Whether it’s investments in the company’s biomanufacturing facility in Madison, WI – which includes mammalian cell culture development and cGMP manufacturing – or continued developments at sites in Kansas City and Research Triangle Park, North Carolina, Catalent is looking at new ways to improve its current infrastructure and offerings.
More specifically, Catalent is expanding its capabilities around the clinical handling of biologics in Kansas City, which Trochu said is increasingly important as trials pick up around oncology drugs. The company also expanded its cold chain capacity across its network as there’s a growing need around the handling of potent compounds. “We needed more freezers and fridges” to meet demand, he said.

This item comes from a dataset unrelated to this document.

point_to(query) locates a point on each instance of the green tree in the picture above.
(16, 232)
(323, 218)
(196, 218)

“The other investment is continuing to make sure we have the continuum of early development through scale up to commercial launch as we’ve had a couple of commercial launches through Kansas City in the orphan disease space,” Trochu said.
In addition, in Research Triangle Park, the company has made “significant investments in innovation” around inhaled dosage forms, while in Germany Catalent invested in its softgel business to provide coating capabilities.
As far as where the company is headed for the future, Trochu told us that more investments are coming in Asia as the market is demanding it. Most recently, Catalent partnered with Mitsubishi Gas Chemical Company in Asia to develop new cell lines.
Capacity expansions need to be anticipatory, Trochu said, noting that if companies “wait for a request from clients, there can be challenges.”
Trouchu noted that the recent growth in Catalent’s softgel division can be attributed to a number of factors, including a large shift from prescription to OTC (over the counter) products outside the US and “softgel helps with that versatility.”
About 90% of NCE (new chemical entity) softgel approvals by the US FDA over the last 25 years have been developed and supplied by Catalent.
“The other piece driving the opportunity for softgel on the pharma side is that more compounds are having bioavailability and solubility challenges and softgel is a great enabler,” he added. “The easy molecules are done – we need platforms like softgel to help on these more difficult fronts.”
“It’s business as usual from a strategy and execution stand point” since the IPO, Trochu added.
The only change that has occurred since the IPO is using the money that was raised to reduce the debt, and more brand recognition, he added.